Lehigh University pianist Helen Beedle has made a career of exploring the parlor music of 19th-century America, and will present a diverse program of period music at the Mauch Chunk Opera House on Sunday, February 20 at 6 PM. A benefit for the Jim Thorpe Chamber of Commerce, this concert is a featured event of Jim Thorpe’s WinterFest Celebration. Tickets are available online or at the Opera House Box Office 570-325-0249.
Ms. Beedle holds a Master of Music degree in piano from the renowned New England Conservatory of Music in Boston, and her recordings have been used for soundtracks in various projects, including the television series Big Love, the 2006 season finale. The CDs can be found on ITunes, and are sold in gift shops of the National Parks System throughout the US. She is presently on the Music Faculty at Lehigh University in Bethlehem.
The music she has chosen for this performance comprising From Gottschalk to Gershwin, a program that continues in the vein of Beedle’s previous Opera House concerts which have sampled American popular composers of the mid-19th century. It also includes the occasional European who had also acquired popularity in America.

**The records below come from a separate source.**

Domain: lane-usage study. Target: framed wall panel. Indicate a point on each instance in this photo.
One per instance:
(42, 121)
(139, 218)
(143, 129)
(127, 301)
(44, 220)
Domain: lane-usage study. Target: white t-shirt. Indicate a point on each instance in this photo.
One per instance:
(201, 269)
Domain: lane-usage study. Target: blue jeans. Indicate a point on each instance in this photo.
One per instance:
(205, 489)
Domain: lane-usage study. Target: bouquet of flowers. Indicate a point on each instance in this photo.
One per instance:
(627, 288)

One of the most important of the American composers is Louis Moreau Gottschalk, a native of New Orleans noted for becoming America’s first internationally-recognized piano virtuoso. Among his compositions that Beedle will perform are The Banjo and The Dying Swan. Arrangements of The Girl I Left Behind Me and Beautiful Dreamer by Stephen Foster continue the theme.
A relatively minor figure, Ellen C. Morant‘s Wheatland Polka, is dedicated to President James Buchanan, the only Pennsylvanian to gain the office, and named after his residence in Lancaster County.
Another featured composer, Thomas Wiggins, was known ”Blind Tom.” He was born to slaves in 1849, and showed evidence of what we know today as autism. He began playing piano as a toddler, and never let up, often playing 12 hours a day.
His talent was quickly spotted by his owner who took him on tours that earned considerable sums. After Emancipation, the family continued to manage him, until he died in 1908. The Opera House audience will hear the Blind Tom composition The Oliver Galop.
And since the concert explores a great deal of sentimental music (and WinterFest is so close to Valentine’s Day) music lovers will hear compositions by Chopin (here’s an example from her 2010 performance). There will be many other pieces performed as well, all on the Opera House’s venerable 1898 Chickering 9-foot grand piano, an instrument similar to the pianos played by the composers selected by Ms. Beedle.
Performing on cornet with Ms. Beedle will be Jari Villanueva. He will end the first half of the program with Taps, and will also play the Bugle Quickstep, written by another black composer/performer from Philadelphia named Francis Johnson. During the second half, the two will perform a transcription of Rhapsody in Blue for cornet and piano – it’s a magnificent piece that includes familiar themes which feature the cornet.